Die aktuelle Lage des EU-Lieferkettengesetzes steht vor einer entscheidenden Herausforderung im EU-Parlament, da die geplante Enthaltung Deutschlands das Scheitern der Neuregelung bedeuten könnte. Diese Haltung wird maßgeblich von der Blockade der FDP beeinflusst, die den vorliegenden Entwurf der Lieferketten-Richtlinie nicht mittragen kann. FDP-Generalsekretär Bijan Djir-Sarai begründet diese Entscheidung deutlich: „Die Richtlinie ist ein bürokratisches Monster, schadet dem Wirtschaftsstandort Deutschland und trägt nicht dazu bei, dass sich die menschenrechtliche und ökologische Situation verbessert.“

Die Diskussion über die Wettbewerbsfähigkeit Deutschlands ist zweifellos notwendig, jedoch argumentiert Djir-Sarai, dass die überarbeitete Richtlinie diesem Ziel entgegenwirken würde. Diese Ansicht teilt Katharina Dröge, Co-Fraktionschefin der Grünen, jedoch nicht und kritisiert die Haltung der FDP scharf. Ihrer Meinung nach wäre ein Scheitern des EU-Lieferkettengesetzes ein großer Fehler, da die Richtlinie gleiche Wettbewerbsbedingungen für die deutsche Wirtschaft geschaffen hätte.

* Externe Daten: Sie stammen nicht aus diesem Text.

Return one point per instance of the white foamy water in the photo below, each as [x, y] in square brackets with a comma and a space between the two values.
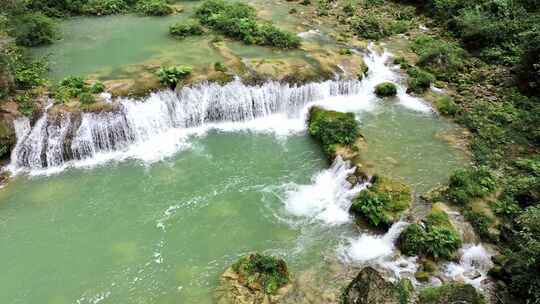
[160, 125]
[327, 199]
[473, 265]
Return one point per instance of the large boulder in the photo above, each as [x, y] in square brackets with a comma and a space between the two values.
[369, 287]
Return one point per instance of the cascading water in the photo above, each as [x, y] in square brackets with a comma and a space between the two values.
[164, 119]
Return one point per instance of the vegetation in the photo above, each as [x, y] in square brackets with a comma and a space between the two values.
[437, 238]
[386, 89]
[239, 21]
[332, 128]
[153, 8]
[170, 76]
[382, 203]
[261, 272]
[185, 29]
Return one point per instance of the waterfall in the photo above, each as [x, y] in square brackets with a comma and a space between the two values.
[55, 139]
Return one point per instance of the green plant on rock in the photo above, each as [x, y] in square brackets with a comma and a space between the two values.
[382, 203]
[332, 128]
[262, 272]
[153, 8]
[185, 29]
[33, 29]
[170, 76]
[437, 238]
[386, 89]
[466, 185]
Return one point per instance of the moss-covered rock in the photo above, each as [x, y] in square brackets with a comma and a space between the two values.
[436, 237]
[382, 203]
[332, 129]
[451, 293]
[254, 279]
[386, 89]
[370, 287]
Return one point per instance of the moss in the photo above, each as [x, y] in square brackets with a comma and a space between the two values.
[437, 238]
[386, 89]
[332, 128]
[450, 293]
[382, 203]
[262, 272]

Auch Umwelt- und Sozialverbände äußern scharfe Kritik an der angekündigten Enthaltung der Bundesregierung und teilen damit, die Aussage der Vize-Chefin der Grünen. /p>

Unternehmenspflichten in Bezug auf Sorgfaltspflichten: Überprüfung von Risiken in Lieferketten

Unternehmen stehen nun vor der Verpflichtung, ihre Lieferketten auf potenzielle Risiken bezüglich Menschenrechtsverletzungen und Umweltauswirkungen zu durchleuchten. Bei identifizierten Risiken müssen sie gezielte Maßnahmen ergreifen, um mögliche Schäden zu verhindern oder zu minimieren. Diese rechtliche Verpflichtung betrifft Unternehmen mit mehr als 500 Mitarbeitern und einem Nettoumsatz von über 150 Millionen Euro. Sogar Nicht-EU-Unternehmen fallen darunter, wenn sie innerhalb von drei Jahren nach Inkrafttreten der Richtlinie einen Nettoumsatz von 300 Millionen Euro in der EU erzielen. Kleinere und mittlere Unternehmen sind größtenteils ausgenommen, es sei denn, sie sind in die Wertschöpfungskette größerer Unternehmen eingebunden oder operieren in, als risikobehaftet definierten Sektoren wie dem Handel mit Edelsteinen.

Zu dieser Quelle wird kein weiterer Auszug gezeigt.